Hello out there to anyone looking back. And hello to those who aren’t.
2013…rough year. It’s almost over though. I wish it hadn’t been so rough.
January is fast approaching, which means the first death date anniversary for that person I loved is also fast approaching. You know those silly scenes in movies where the protagonists go to visit the graves that hold the rotting bodies (fast turning to dirt) that once were animated by their loved ones? I always thought that was so stupid. There is nothing there but, well, nothing.
Well call me a hypocrite. Yes, I know there is nothing there, but I find myself, sometimes quite unexpectedly, taking a seat beside a piece of stone holding a dead person’s name and…and…and what? Sometimes silence, sometimes gossip, sometimes curses and questions as to why. Why? Why? Why had he done that? Did it hurt? Did he suffer long?
It’s strangely good company.
As I’d mentioned some time before, I ran away last spring to the desert. Well, near the end of summer, I ran away again. This time to the ocean. Seems like that will be my thing, this running away. Why run again? One day I took my father out to lunch and he told me he wanted to die. The next week a doctor told him he was going to die if he didn’t get a surgery, and with a smirk, that asshole decided against the surgery.
I told him he was selfish, I told him it would be cowardly, I asked him if the tables were turned, wouldn’t he want me to fight for life?
And his answer was no.
He said no.
But…after that bitter conversation, and the vocal protests from others, he received the surgery and lives. So while his words told me one thing, he chose to stay after all. Doesn’t that mean he actually does love me? Right? Right? Right?
So I ran to the ocean (before his decision for surgery) and drove the coast line, and visited whitewashed lighthouses, and stood in the cold surf staring out at the eternity of sky and water. And I did not want to leave.

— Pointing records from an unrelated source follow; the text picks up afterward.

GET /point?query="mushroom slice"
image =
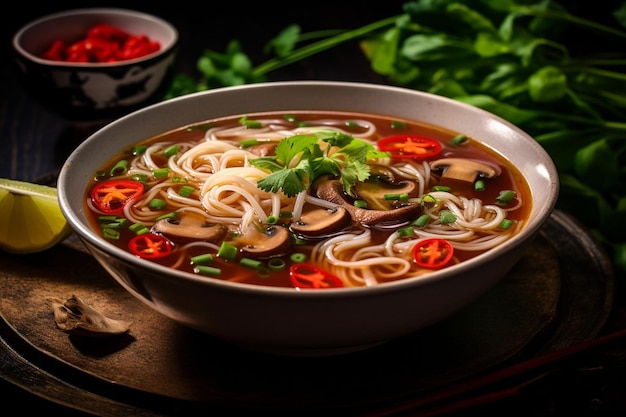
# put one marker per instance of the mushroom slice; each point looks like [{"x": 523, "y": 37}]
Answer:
[
  {"x": 319, "y": 223},
  {"x": 266, "y": 242},
  {"x": 190, "y": 227},
  {"x": 465, "y": 170},
  {"x": 75, "y": 317},
  {"x": 333, "y": 191},
  {"x": 374, "y": 193}
]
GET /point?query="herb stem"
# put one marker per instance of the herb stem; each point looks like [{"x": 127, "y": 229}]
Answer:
[{"x": 322, "y": 45}]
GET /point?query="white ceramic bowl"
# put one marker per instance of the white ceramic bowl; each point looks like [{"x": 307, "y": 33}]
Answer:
[
  {"x": 283, "y": 320},
  {"x": 94, "y": 91}
]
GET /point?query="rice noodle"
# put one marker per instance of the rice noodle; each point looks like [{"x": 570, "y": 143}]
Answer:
[{"x": 226, "y": 192}]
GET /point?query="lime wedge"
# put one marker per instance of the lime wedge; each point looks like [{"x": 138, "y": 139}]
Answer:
[{"x": 30, "y": 217}]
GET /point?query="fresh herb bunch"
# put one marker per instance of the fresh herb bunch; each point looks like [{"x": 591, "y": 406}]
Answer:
[
  {"x": 557, "y": 71},
  {"x": 300, "y": 159}
]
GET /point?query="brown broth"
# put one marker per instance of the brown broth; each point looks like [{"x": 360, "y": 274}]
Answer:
[{"x": 509, "y": 179}]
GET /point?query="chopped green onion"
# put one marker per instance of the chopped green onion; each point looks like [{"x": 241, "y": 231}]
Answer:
[
  {"x": 139, "y": 229},
  {"x": 298, "y": 257},
  {"x": 171, "y": 151},
  {"x": 276, "y": 264},
  {"x": 157, "y": 203},
  {"x": 250, "y": 124},
  {"x": 421, "y": 221},
  {"x": 505, "y": 197},
  {"x": 106, "y": 219},
  {"x": 143, "y": 178},
  {"x": 139, "y": 150},
  {"x": 402, "y": 196},
  {"x": 353, "y": 124},
  {"x": 227, "y": 251},
  {"x": 204, "y": 259},
  {"x": 119, "y": 168},
  {"x": 248, "y": 142},
  {"x": 186, "y": 190},
  {"x": 441, "y": 188},
  {"x": 171, "y": 215},
  {"x": 110, "y": 234},
  {"x": 458, "y": 139},
  {"x": 112, "y": 222},
  {"x": 207, "y": 270},
  {"x": 250, "y": 263},
  {"x": 446, "y": 216},
  {"x": 161, "y": 172}
]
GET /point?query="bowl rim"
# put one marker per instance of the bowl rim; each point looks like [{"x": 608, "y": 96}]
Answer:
[
  {"x": 164, "y": 50},
  {"x": 531, "y": 227}
]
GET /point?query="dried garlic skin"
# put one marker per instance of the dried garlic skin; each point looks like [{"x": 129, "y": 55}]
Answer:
[{"x": 75, "y": 317}]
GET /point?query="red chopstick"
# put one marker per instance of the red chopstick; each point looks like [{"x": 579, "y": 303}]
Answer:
[{"x": 464, "y": 387}]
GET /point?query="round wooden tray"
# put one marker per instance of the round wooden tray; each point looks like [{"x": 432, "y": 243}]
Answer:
[{"x": 559, "y": 294}]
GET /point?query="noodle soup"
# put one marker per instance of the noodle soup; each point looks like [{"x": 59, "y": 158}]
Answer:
[{"x": 308, "y": 200}]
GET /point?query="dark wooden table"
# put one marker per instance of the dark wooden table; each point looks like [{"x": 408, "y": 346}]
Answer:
[{"x": 35, "y": 143}]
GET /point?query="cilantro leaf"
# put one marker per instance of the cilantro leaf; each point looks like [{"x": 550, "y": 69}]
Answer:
[{"x": 300, "y": 159}]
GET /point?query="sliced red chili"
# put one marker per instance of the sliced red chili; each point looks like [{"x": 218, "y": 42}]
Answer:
[
  {"x": 433, "y": 253},
  {"x": 111, "y": 196},
  {"x": 410, "y": 146},
  {"x": 150, "y": 246},
  {"x": 306, "y": 276},
  {"x": 103, "y": 43}
]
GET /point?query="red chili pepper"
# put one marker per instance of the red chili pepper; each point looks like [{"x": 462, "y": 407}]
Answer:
[
  {"x": 410, "y": 146},
  {"x": 111, "y": 196},
  {"x": 103, "y": 43},
  {"x": 433, "y": 253},
  {"x": 309, "y": 276},
  {"x": 150, "y": 246},
  {"x": 56, "y": 51}
]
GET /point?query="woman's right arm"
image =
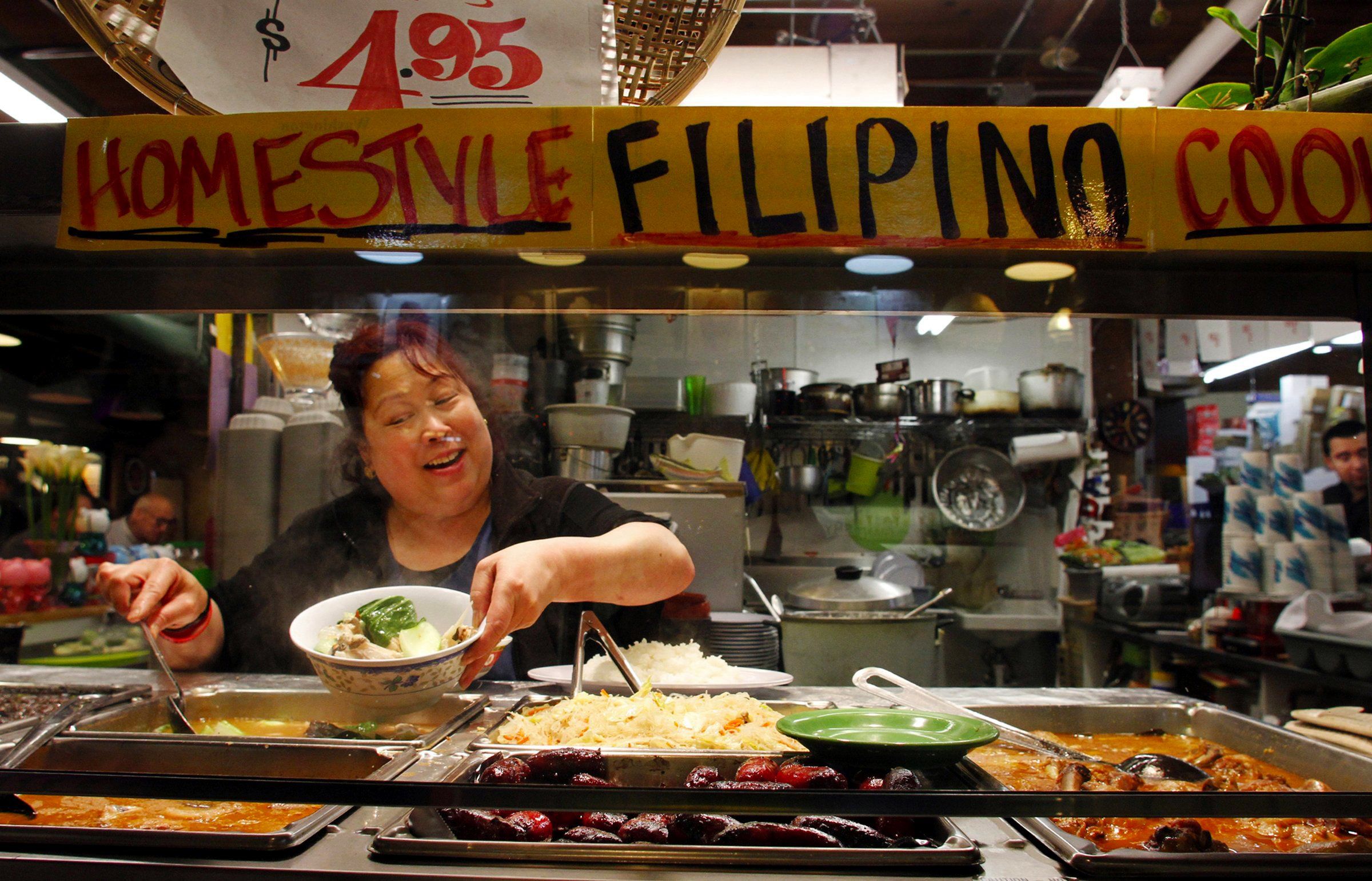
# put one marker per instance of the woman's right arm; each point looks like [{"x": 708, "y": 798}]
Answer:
[{"x": 169, "y": 599}]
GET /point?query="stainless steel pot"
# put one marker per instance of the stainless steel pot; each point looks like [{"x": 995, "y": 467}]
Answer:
[
  {"x": 1054, "y": 390},
  {"x": 827, "y": 400},
  {"x": 880, "y": 400},
  {"x": 938, "y": 397}
]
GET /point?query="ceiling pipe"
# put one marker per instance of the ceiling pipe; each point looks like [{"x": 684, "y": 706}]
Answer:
[{"x": 1205, "y": 51}]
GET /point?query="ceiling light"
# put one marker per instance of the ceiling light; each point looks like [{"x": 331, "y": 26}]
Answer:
[
  {"x": 24, "y": 106},
  {"x": 1250, "y": 361},
  {"x": 1040, "y": 271},
  {"x": 393, "y": 258},
  {"x": 934, "y": 326},
  {"x": 1130, "y": 87},
  {"x": 704, "y": 260},
  {"x": 552, "y": 258},
  {"x": 879, "y": 264}
]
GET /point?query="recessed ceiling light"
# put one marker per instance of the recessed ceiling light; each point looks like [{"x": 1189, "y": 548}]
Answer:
[
  {"x": 704, "y": 260},
  {"x": 1040, "y": 271},
  {"x": 394, "y": 258},
  {"x": 879, "y": 264},
  {"x": 552, "y": 258}
]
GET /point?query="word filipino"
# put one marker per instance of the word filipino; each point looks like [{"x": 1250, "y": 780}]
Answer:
[
  {"x": 854, "y": 158},
  {"x": 294, "y": 187}
]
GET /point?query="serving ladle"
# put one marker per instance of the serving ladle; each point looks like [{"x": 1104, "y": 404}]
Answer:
[{"x": 1146, "y": 765}]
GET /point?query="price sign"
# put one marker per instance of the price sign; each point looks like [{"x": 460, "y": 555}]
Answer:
[{"x": 269, "y": 55}]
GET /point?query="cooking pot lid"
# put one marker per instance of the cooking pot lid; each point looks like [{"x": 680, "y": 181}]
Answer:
[{"x": 849, "y": 588}]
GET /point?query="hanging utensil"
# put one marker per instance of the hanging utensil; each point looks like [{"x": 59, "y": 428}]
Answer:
[
  {"x": 1153, "y": 766},
  {"x": 50, "y": 728},
  {"x": 176, "y": 701},
  {"x": 928, "y": 603}
]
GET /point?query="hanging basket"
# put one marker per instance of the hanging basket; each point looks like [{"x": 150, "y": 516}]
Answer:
[{"x": 662, "y": 47}]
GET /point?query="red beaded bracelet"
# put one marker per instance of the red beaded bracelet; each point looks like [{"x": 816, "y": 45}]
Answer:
[{"x": 194, "y": 629}]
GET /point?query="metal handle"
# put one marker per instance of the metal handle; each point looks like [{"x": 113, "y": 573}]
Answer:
[
  {"x": 917, "y": 697},
  {"x": 593, "y": 628}
]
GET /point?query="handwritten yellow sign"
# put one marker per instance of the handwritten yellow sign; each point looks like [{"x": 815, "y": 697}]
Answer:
[
  {"x": 429, "y": 179},
  {"x": 735, "y": 177},
  {"x": 1271, "y": 182},
  {"x": 849, "y": 177}
]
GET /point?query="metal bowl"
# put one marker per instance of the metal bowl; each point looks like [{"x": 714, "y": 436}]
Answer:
[{"x": 978, "y": 489}]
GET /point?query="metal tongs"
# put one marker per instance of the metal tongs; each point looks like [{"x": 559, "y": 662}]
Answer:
[
  {"x": 596, "y": 630},
  {"x": 50, "y": 728},
  {"x": 1144, "y": 765}
]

But I did, and I’m happy to be here. I have a good job now. A good job in the valley where I grew up and where my family lives. And I have a nice cozy cabin in the woods where I am staying this winter. A lot of snow falls here and everything is warm inside and picturesque outside. It is good.
I put up my own Christmas tree for the first time in my life. There are wrapped gifts underneath and I plan on hanging lights outside on the cabin porch. I am reconnecting with old friends and trying to make new friends. This is where I have planned to live and grow old and die, so I am trying to grow roots. Or should I say, I’m trying to strengthen the roots already here. And sometimes that means going to a graveyard to grieve, and sometimes that means fighting with someone I love. After all, running away, by definition, means running away from a home already in place.